The proposition that animals and plants are on the whole divisible into definite and recognisable species is an approximation to the truth. Such a statement is readily defensible, whereas to assert the contrary would be palpably absurd. For example, a very competent authority lately wrote: "In the whole Lepidopterous fauna of England there is no species of really uncertain limits."[7] Others may be disposed to make certain reservations, but such exceptions would be so few as scarcely to impair the validity of the general statement. The declaration might be extended to other orders and other lands.

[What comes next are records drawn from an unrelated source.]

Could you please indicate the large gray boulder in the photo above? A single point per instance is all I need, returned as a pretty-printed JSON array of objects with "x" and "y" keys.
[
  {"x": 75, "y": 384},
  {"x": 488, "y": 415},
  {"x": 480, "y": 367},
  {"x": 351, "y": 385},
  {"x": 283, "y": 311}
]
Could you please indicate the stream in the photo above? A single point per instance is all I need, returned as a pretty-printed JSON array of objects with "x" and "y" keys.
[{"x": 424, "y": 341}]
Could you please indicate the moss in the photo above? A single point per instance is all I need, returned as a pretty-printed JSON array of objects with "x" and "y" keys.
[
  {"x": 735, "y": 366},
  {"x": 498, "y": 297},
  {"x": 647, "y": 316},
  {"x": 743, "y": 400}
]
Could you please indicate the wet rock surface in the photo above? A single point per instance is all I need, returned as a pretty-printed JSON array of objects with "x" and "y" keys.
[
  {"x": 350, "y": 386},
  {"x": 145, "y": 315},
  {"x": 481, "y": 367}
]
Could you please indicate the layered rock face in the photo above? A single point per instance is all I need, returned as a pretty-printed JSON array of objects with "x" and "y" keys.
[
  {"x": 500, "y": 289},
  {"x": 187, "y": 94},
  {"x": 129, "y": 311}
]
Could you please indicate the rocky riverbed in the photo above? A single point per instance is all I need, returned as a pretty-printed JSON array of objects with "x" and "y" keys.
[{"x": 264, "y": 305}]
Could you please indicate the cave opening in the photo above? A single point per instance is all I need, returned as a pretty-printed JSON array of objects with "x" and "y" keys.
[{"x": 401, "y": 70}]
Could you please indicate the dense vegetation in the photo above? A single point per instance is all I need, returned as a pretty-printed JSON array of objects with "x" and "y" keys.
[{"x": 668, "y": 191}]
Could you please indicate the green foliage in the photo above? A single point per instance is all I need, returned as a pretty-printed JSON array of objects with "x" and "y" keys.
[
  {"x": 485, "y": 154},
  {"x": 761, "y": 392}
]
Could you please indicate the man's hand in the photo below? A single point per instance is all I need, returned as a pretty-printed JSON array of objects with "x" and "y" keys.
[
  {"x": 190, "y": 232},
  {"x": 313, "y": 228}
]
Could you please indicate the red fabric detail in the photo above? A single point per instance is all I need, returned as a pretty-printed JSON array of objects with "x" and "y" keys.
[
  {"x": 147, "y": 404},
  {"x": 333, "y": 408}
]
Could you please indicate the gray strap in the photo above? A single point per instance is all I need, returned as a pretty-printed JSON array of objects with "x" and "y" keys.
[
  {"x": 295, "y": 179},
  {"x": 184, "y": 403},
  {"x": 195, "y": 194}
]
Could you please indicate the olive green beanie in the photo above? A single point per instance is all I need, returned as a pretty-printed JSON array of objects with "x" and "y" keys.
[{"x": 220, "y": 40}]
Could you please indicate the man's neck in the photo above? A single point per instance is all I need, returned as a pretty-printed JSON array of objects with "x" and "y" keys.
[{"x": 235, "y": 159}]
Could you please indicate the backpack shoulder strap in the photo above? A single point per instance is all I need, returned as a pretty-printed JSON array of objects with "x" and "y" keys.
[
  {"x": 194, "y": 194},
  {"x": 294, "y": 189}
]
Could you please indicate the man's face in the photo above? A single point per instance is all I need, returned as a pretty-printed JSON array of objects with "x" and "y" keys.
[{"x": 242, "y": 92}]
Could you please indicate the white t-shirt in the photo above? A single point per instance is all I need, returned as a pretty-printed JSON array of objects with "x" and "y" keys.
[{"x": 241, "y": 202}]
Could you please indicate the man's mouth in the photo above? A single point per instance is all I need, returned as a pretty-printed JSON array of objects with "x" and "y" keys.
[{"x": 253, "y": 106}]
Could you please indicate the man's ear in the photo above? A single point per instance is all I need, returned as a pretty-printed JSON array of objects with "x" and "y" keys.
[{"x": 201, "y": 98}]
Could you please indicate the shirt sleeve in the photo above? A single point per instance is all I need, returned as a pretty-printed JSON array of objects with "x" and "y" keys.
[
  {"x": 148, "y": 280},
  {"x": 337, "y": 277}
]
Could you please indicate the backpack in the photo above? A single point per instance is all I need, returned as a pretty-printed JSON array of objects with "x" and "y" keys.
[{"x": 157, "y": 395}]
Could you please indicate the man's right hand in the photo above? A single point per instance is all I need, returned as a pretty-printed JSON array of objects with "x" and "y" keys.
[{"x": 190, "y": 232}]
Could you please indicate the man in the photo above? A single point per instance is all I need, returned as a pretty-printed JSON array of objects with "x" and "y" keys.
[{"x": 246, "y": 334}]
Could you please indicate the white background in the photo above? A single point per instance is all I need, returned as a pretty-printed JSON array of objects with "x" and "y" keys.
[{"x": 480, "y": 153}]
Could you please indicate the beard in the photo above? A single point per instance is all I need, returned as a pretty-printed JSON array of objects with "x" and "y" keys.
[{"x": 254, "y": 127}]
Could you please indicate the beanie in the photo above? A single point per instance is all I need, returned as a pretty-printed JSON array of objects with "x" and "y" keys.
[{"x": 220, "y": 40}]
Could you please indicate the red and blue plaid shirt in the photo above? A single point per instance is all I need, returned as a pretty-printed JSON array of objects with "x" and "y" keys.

We know, of course, that the phenomenon of specific diversity is complicated by local differentiation: that, in general, forms which cannot disperse themselves freely exhibit a multitude of local races, and that of these some are obviously adaptative, and that a few even owe their peculiarity to direct environmental effects. Every systematist also is perfectly aware that in dealing with collections from little explored countries the occurrence of polymorphism or even of sporadic variation may make the practical business of distinguishing the species difficult and perhaps for the time impossible; still, conceding that a great part of the diversity is due to geographical differentiation, and that some is sporadic variation, our experience of our own floras and faunas encourages the belief that if we were thoroughly familiar with these exotic productions it would usually be possible to assign their specific limitations with an approach to certainty.
For apart from any question of the justice of these wider inferences, if we examine the phenomenon of specificity as it appears in those examples which are nearest to hand, surely we find signs in plenty that specific distinction is no mere consequence of Natural Selection. The strength of this proposition has lain mainly in the appeal to ignorance. Steadily with the growth of knowledge has its cogency diminished, and such a belief could only have been formulated at a time when the facts of variation were unknown.